Currency

FX Code Aims To Stamp Out Crooked Currency Fixing

The world’s leading foreign exchanges have drawn up a code of practice aimed at stopping traders from manipulating currency prices.

Led by the Financial Stability Board (FSB), eight foreign exchange markets have signed up to the code.

An investigation by the FSB uncovered problems with two foreign exchange benchmarks –the WM/Reuters London Fix at 4pm each day and European Central Bank (ECB) reference rate set at 2.15pm each day.

An analysis of foreign exchange transactions showed that traders tend to put their deals through at the time of the London fix.

The volume of trades also increases around the ECB fix, but not as markedly as for London.

Surge in deals

This surge in deals just before the fixes means traders are settling foreign exchange contracts on an unknown rate that is set a few minutes later.

The FSB revealed that this could allow some traders and banks to collude to manipulate the rates to make a profit.

To stop currency exchange rate manipulation, the FSB is proposing the WM/Reuters London Fix is changed from just one minute to a longer period – with a recommendation of at least five minutes.

The money markets are also suggesting the London Fix takes in more data from a wider range of sources to help set the rate.

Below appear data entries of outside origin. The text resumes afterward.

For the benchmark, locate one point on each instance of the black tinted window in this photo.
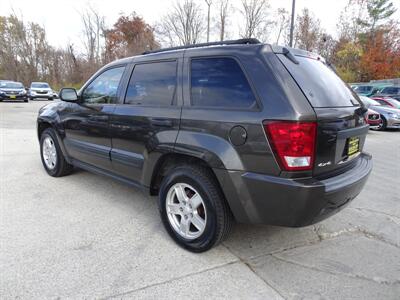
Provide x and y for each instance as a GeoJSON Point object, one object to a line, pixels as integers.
{"type": "Point", "coordinates": [391, 90]}
{"type": "Point", "coordinates": [319, 82]}
{"type": "Point", "coordinates": [152, 84]}
{"type": "Point", "coordinates": [104, 88]}
{"type": "Point", "coordinates": [220, 82]}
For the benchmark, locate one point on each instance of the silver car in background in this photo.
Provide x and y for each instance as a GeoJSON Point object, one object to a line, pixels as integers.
{"type": "Point", "coordinates": [40, 90]}
{"type": "Point", "coordinates": [390, 116]}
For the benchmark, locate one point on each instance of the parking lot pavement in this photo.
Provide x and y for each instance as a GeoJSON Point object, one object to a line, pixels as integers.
{"type": "Point", "coordinates": [87, 236]}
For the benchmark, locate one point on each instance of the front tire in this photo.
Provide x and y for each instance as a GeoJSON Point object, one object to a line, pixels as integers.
{"type": "Point", "coordinates": [52, 157]}
{"type": "Point", "coordinates": [383, 125]}
{"type": "Point", "coordinates": [193, 208]}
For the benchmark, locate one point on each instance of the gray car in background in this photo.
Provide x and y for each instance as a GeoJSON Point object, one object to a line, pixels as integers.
{"type": "Point", "coordinates": [390, 116]}
{"type": "Point", "coordinates": [40, 90]}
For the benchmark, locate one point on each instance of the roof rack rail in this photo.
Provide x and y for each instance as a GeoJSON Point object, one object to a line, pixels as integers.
{"type": "Point", "coordinates": [229, 42]}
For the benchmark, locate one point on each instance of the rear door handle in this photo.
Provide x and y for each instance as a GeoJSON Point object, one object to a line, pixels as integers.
{"type": "Point", "coordinates": [161, 122]}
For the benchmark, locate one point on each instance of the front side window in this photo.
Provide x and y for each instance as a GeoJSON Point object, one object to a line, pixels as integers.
{"type": "Point", "coordinates": [220, 82]}
{"type": "Point", "coordinates": [39, 85]}
{"type": "Point", "coordinates": [391, 90]}
{"type": "Point", "coordinates": [382, 102]}
{"type": "Point", "coordinates": [103, 90]}
{"type": "Point", "coordinates": [152, 84]}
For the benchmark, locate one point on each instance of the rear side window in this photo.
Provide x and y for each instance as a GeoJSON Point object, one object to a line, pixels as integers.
{"type": "Point", "coordinates": [220, 82]}
{"type": "Point", "coordinates": [152, 84]}
{"type": "Point", "coordinates": [319, 83]}
{"type": "Point", "coordinates": [391, 90]}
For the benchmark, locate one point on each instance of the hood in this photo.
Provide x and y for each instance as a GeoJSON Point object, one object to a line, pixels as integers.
{"type": "Point", "coordinates": [12, 89]}
{"type": "Point", "coordinates": [40, 89]}
{"type": "Point", "coordinates": [386, 109]}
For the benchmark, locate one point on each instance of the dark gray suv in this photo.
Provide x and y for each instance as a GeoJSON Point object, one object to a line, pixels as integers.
{"type": "Point", "coordinates": [236, 130]}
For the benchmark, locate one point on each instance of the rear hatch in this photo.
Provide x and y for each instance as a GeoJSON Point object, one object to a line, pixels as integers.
{"type": "Point", "coordinates": [341, 127]}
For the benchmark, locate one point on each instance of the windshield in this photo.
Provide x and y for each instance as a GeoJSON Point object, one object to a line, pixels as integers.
{"type": "Point", "coordinates": [36, 85]}
{"type": "Point", "coordinates": [319, 82]}
{"type": "Point", "coordinates": [363, 89]}
{"type": "Point", "coordinates": [394, 103]}
{"type": "Point", "coordinates": [11, 85]}
{"type": "Point", "coordinates": [369, 101]}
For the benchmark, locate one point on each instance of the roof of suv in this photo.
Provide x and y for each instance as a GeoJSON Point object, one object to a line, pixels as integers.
{"type": "Point", "coordinates": [201, 46]}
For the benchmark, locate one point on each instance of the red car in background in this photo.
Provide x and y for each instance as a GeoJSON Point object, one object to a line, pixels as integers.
{"type": "Point", "coordinates": [387, 101]}
{"type": "Point", "coordinates": [373, 119]}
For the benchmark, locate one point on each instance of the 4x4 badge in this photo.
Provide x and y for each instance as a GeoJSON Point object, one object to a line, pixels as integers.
{"type": "Point", "coordinates": [324, 164]}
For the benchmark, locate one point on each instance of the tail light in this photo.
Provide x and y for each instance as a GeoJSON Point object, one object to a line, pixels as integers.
{"type": "Point", "coordinates": [293, 143]}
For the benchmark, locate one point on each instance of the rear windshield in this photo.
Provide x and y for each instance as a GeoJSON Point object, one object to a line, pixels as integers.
{"type": "Point", "coordinates": [11, 85]}
{"type": "Point", "coordinates": [319, 82]}
{"type": "Point", "coordinates": [391, 90]}
{"type": "Point", "coordinates": [40, 85]}
{"type": "Point", "coordinates": [363, 88]}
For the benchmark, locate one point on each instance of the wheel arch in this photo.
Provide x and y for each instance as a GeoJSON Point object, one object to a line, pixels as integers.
{"type": "Point", "coordinates": [169, 160]}
{"type": "Point", "coordinates": [42, 125]}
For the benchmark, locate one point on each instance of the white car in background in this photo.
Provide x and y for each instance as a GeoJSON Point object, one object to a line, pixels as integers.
{"type": "Point", "coordinates": [40, 90]}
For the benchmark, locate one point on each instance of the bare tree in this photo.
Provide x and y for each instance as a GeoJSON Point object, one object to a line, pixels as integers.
{"type": "Point", "coordinates": [93, 29]}
{"type": "Point", "coordinates": [223, 10]}
{"type": "Point", "coordinates": [308, 31]}
{"type": "Point", "coordinates": [184, 24]}
{"type": "Point", "coordinates": [256, 17]}
{"type": "Point", "coordinates": [282, 22]}
{"type": "Point", "coordinates": [209, 3]}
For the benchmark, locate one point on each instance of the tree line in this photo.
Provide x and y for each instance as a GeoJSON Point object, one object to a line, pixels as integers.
{"type": "Point", "coordinates": [366, 45]}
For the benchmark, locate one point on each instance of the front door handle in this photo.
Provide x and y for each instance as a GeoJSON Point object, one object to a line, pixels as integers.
{"type": "Point", "coordinates": [161, 122]}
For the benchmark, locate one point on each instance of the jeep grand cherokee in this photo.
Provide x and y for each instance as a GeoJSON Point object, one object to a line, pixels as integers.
{"type": "Point", "coordinates": [236, 130]}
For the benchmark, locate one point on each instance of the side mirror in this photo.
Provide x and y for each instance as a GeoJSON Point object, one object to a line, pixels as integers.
{"type": "Point", "coordinates": [68, 94]}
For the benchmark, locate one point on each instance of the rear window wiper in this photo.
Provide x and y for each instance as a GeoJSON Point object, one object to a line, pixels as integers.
{"type": "Point", "coordinates": [289, 55]}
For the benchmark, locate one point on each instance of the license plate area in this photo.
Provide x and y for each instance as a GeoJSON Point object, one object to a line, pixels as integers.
{"type": "Point", "coordinates": [353, 145]}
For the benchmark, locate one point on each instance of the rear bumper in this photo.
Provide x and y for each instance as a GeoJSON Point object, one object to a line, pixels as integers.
{"type": "Point", "coordinates": [37, 96]}
{"type": "Point", "coordinates": [393, 123]}
{"type": "Point", "coordinates": [258, 198]}
{"type": "Point", "coordinates": [13, 97]}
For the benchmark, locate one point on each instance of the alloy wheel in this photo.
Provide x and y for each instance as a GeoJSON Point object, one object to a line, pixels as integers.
{"type": "Point", "coordinates": [186, 211]}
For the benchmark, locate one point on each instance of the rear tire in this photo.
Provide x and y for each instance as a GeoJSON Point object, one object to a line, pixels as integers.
{"type": "Point", "coordinates": [204, 210]}
{"type": "Point", "coordinates": [52, 157]}
{"type": "Point", "coordinates": [383, 125]}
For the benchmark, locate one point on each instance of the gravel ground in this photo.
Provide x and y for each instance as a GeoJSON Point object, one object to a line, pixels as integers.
{"type": "Point", "coordinates": [87, 236]}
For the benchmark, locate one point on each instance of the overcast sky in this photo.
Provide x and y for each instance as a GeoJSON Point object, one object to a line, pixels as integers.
{"type": "Point", "coordinates": [62, 21]}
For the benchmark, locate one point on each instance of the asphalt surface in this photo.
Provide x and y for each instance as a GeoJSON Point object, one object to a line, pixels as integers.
{"type": "Point", "coordinates": [87, 236]}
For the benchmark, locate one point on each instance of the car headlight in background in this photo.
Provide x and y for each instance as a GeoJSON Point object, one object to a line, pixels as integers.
{"type": "Point", "coordinates": [394, 116]}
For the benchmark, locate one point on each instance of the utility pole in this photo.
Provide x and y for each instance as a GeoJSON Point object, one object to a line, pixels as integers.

The markets will also publish reference rates and information about how they are calculated.

The information was published by the FSB and the eight market regulators, including the Bank of England in the report Global Preamble: Codes of Best Market Practice and Shared Global Principles

Market manipulation

“The guidance alongside exemplary ethical behaviour is of the utmost importance to a global foreign exchange market that functions correctly,” said a Bank of England spokesman.

“The code makes clear what the markets expect in terms of personal conduct, confidentiality and procedures for executing transactions.”

Regulators in each of the eight markets have pledged to work to the code.

The markets are in Australia, Canada, Europe, Hong Kong, London, New York, Singapore and Tokyo.

“Sharing the principles and working to prevent market manipulation is in the best interests of everyone but the few who try to make a profit out of influencing the fixes,” said the spokesman.

“We are delighted that the code will be adopted after many months of hard work.”